Aalto University Works with Industry Partners to Develop Energy-Efficient Designs for Construction Equipment
“With MATLAB, Simulink, and Simscape we were able to create and validate designs spanning multiple domains—mechanical, electrical, and hydraulic—that are now being used by our commercial partners to improve energy efficiency on their machines.”
Challenge
Work with manufacturers to develop more energy-efficient excavators, loaders, and other construction and off-road machinery
Solution
Use MATLAB, Simulink, and Simscape to model and simulate designs that incorporate hybrid technologies and decentralized hydraulic systems
Results
- Energy efficiency doubled
- Industry-academia collaboration established
- In-demand skills developed
The one-tonne micro excavator modeled by Aalto University and Tampere University researchers in the EL-Zon and EZE projects.
Faced with stricter limits on CO2 emissions and increased demand for more fuel-efficient equipment, construction machinery manufacturers are exploring new designs for excavators, loaders, and other non-road mobile machinery (NRMM). In conventional NRMM designs, an internal combustion engine drives a centralized hydraulic pump, continuously supplying enough hydraulic power for a maximum workload. This amount of power is needed only when a heavy load is being lifted or lowered, and any excess power is dissipated as heat. As a result, traditional construction machinery often operates at as little as 10% efficiency.
Researchers and students at Aalto University are working with Finnish heavy machinery manufacturers on NRMM designs that incorporate hybrid technologies and decentralized or zonal hydraulic systems powered by electric motors. The goal is to demonstrate the ability of modern electric drives to complement conventional hydraulics and increase the efficiency of working hydraulics in mobile machinery. Both projects are tightly connected to industry and supported by funding from Business Finland.
These direct-driven hydraulic designs are modeled and simulated using MATLAB®, Simulink®, and Simscape™ before they are built and validated in real-world tests.
“By running accurate simulations with Simulink and Simscape, we can make significant advances much faster,” says Tatiana Minav, a postdoctoral researcher at Aalto who is currently working as an assistant professor at Tampere University. “Modeling and simulation provide an affordable way to rapidly validate new design concepts for large machinery.”
Challenge
Decentralized hydraulic systems powered by electric motors can significantly reduce energy losses and consumption. To make this approach viable for industry, the Aalto research group wanted to use commercially available motors and hydraulic components, but they needed to find the best sizes and configurations for these components.

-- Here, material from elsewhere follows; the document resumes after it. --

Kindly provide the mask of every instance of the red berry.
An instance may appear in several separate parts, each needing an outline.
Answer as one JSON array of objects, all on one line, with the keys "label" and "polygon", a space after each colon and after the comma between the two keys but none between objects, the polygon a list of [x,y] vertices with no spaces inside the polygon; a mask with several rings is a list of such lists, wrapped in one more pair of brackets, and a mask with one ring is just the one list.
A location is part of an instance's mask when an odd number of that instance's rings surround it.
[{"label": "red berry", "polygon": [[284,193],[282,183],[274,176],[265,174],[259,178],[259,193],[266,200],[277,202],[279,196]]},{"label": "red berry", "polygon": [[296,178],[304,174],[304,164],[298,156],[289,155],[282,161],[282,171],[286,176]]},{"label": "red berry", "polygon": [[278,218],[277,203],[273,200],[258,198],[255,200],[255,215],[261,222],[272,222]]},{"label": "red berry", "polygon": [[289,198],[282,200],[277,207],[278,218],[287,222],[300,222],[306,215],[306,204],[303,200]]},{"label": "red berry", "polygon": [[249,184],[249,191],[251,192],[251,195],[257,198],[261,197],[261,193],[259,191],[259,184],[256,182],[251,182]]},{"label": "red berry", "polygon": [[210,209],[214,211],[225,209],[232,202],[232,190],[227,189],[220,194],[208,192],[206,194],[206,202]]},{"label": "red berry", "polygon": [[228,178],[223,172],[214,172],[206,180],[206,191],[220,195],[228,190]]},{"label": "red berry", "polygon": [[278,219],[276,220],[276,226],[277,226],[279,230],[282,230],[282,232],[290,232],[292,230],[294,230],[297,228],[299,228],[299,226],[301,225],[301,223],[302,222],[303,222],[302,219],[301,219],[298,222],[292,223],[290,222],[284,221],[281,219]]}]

The researchers sought a modeling and simulation environment that supported multiple physical domains, including electronics and hydraulics. They wanted this environment to be one that most Aalto students either already knew or could learn quickly. In addition, they wanted to use the same tools as their industry partners, both to facilitate collaboration and to enable students to develop marketable skills.
Measured (orange) and calculated (blue) positions of the boom and bucket with 1040 kg payload. (Image credit: T. Sourander master’s thesis, Aalto University, 2017)
Solution
Aalto researchers used Simulink and Simscape to design hydraulic systems for stationary and mobile machines, including a one-tonne micro excavator and a 14-ton serial hybrid mining loader.
They used Simscape Multibody™ to develop mechanical models of their systems. On the excavator project, for example, the team exported a CAD assembly from PTC® Creo™ to create a 3D mechanical model of the boom, arm, and bucket for simulation.
The team modeled the electric and hydraulic components of their design, including the PMSM motors, cylinders, pumps, and pipelines, in Simscape.
After completing a physical model, the group performed simulations to evaluate various configurations and component dimensions. They visualized and analyzed simulation results in MATLAB.
They created a closed-loop PI control model to position the excavator cylinder. They also developed a controller model for the mining loader and deployed it to dSPACE® MicroAutoBox® hardware for real-time testing.
The group is currently developing a configurable model that will enable companies to simulate a wide variety of equipment for lifting and lowering loads.
The upcoming EZE project (Aalto University) and EMMA project (Tampere University) will provide additional research into decentralized hydraulic system development using MATLAB and Simulink.
Simscape Multibody visualization of the excavator developed by EL-Zon researchers.
Results
- Energy efficiency doubled. “The decentralized hydraulic systems we designed in Simscape were significantly more efficient than similar machines that have traditional hydraulic systems,” says Minav. “On the excavator, for example, direct-driven hydraulics and energy regeneration enabled us to achieve an overall efficiency of 71%, compared with just 18% on a traditional excavator, based on our simulation study.”
- Industry-academia collaboration established. “We have close relationships with off-road machinery manufacturers in Finland, with whom we share our results, and in some cases, Simulink models,” says Minav. “The companies use the models to run detailed simulations and continue their own development projects.”
- In-demand skills developed. “The students who work with us gain a number of valuable skills, including how to work on a team and how to model and simulate real systems with MATLAB and Simulink,” notes Minav. “These are the same tools used by many of the companies we work with, making it easy for our students to be hired directly from our project once they graduate.”